After a few weeks of rehearsal, the Dead took off for Minneapolis, where they would open the tour with a first show that introduced the new band member and six new songs on a live radio broadcast. It was typical of the Dead that the process of integrating both the songs and the player would take place not only onstage but on the air, because one result of Keith’s joining the band was that they would fail to record a new studio album with the new material—they were simply too busy absorbing Keith to make time for the studio. Hunter was bitterly disappointed, but that was the way of it. His new work included Garcia songs “Tennessee Jed,” “Ramble on Rose,” “Brown Eyed Women,” and “Comes a Time,” along with his last Weir song, “Jack Straw.” Weir also introduced “Mexicali Blues,” his first song with Barlow.

“Jed” was the result of a vinous night in Barcelona. Hunter and his lady, Christie, were on their way back to their hotel and found themselves in a little alley with high church buildings on each side. Into this resonant space came the sound of a man playing Jew’s harp, an odd thing in the Spanish night, and when they got back to their room, he began to jot down verses. “Jed” is the musical equivalent of a tall tale, the legend of an eternally resilient displaced wanderer so buffeted by outrageous slings and arrows that even his dog tells him, “Let’s get back to Tennessee, Jed.” “Ramble on Rose” was inspired, so whimsical that it was at times hard to distinguish the mythical from the literal, which was, of course, just the way Hunter liked it. The song’s “Crazy Otto,” for instance, was a real piano player who had cut six honky-tonk albums, including a song about a crazy giraffe, “Oodley Oom Bah.”

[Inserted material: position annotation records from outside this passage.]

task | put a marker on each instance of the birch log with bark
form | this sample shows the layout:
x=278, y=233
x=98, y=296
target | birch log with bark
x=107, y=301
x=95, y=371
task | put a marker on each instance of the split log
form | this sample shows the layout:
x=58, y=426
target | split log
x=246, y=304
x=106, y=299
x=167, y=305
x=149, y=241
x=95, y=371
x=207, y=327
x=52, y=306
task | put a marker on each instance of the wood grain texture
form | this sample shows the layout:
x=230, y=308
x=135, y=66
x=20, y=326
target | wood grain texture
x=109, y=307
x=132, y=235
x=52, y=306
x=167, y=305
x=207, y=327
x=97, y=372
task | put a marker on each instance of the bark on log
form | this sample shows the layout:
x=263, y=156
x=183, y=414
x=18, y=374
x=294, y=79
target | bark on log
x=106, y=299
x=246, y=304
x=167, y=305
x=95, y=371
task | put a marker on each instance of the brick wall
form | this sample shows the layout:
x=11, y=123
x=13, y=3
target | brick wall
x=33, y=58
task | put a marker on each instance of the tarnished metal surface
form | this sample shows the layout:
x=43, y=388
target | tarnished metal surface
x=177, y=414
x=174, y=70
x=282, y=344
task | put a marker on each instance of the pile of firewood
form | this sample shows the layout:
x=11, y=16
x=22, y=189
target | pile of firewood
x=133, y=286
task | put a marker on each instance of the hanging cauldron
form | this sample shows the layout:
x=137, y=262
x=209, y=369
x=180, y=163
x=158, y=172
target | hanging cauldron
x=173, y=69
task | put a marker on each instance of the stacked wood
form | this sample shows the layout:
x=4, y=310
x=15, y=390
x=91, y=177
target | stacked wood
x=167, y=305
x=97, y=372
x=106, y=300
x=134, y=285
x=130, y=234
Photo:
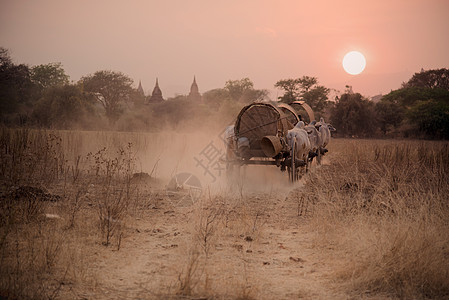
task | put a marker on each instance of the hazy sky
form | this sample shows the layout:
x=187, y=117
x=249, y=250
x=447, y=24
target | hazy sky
x=221, y=40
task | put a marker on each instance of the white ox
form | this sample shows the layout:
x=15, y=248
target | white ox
x=325, y=130
x=300, y=136
x=315, y=141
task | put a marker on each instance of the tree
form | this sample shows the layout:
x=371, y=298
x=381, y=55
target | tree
x=111, y=89
x=389, y=114
x=438, y=78
x=317, y=98
x=408, y=96
x=305, y=88
x=291, y=89
x=354, y=115
x=243, y=91
x=17, y=91
x=430, y=117
x=49, y=75
x=63, y=107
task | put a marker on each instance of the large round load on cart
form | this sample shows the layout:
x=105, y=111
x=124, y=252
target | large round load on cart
x=260, y=136
x=256, y=122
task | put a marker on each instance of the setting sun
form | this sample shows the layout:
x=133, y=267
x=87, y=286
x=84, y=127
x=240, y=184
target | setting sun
x=354, y=62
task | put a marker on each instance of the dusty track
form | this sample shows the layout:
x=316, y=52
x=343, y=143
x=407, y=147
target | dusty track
x=258, y=248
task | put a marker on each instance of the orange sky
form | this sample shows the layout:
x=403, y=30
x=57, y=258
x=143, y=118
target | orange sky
x=221, y=40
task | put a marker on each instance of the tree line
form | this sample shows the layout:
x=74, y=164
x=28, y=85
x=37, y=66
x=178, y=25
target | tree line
x=43, y=96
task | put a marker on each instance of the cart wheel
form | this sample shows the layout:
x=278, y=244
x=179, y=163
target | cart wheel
x=293, y=173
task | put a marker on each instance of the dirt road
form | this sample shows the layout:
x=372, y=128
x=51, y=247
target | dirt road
x=244, y=242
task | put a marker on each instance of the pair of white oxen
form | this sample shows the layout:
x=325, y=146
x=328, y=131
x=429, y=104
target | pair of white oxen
x=311, y=140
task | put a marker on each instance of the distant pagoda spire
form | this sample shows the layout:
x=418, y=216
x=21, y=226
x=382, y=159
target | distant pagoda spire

“Brown Eyed Women” was a nostalgic look at rural America, an anthem of generations and the passing of fathers. “Sound of the thunder with the rain pourin’ down / and it looks like the old man’s gettin’ on.” “Jack Straw” was dogged by feminist objections to the opening line, “We can share the women / we can share the wine.” As Hunter would plaintively remind the critics, it was this very sexism that would generate the tale of betrayal and murder, but few seemed to take notice. It was a terrific cowboy song: “Leaving Texas / fourth day of July / Sun so hot, clouds so low / The eagles filled the sky / Catch the Detroit Lightning out of Santa Fe / Great Northern out of Cheyenne / From sea to shining sea.” It is mythic America, superbly rendered. “Bertha,” “Sugaree,” and “Wharf Rat,” a haunting depiction of a waterfront alcoholic who dreams of redemption, had already been introduced earlier in the year. It was an extraordinary collection of songs, and any other band would have gotten a studio album out of it.

The fall’s tour went remarkably well, given the presence of a new player. In November Garcia gave up his seat with the New Riders of the Purple Sage to Buddy Cage, and after that month the Riders were on their own. In early December Pigpen returned to the band, although he was wobbly and frail, and for a little while they had two keyboard players. For his review of shows that month at New York City’s Felt Forum, Robert Christgau became one of the first of hundreds of writers to write primarily about the audience. Though Dead Heads were swarming over the front rows, he noted the ease with each he claimed his seats, and how when his date lost her wallet it was swiftly returned to her. “Regulars greeted other regulars, remembered from previous boogies, and compared this event with a downer in Boston or a fabulous night in Arizona.” The sixties were gone, the seventies were less than inspiring, and none of it mattered to the Dead. They were on the planet to play music, and they were in it for the long haul. The band ended the year at Winterland as usual, with Donna Jean coming out to sing on “One More Saturday Night,” Weir commenting, “I know you’re not used to seeing a girl up here, but . . .” They earned $8,000 for the two nights. For the new year 1972, they planned their first real no-fooling vacation, with no shows scheduled until March. Of course, this would be followed by three continuous months of work.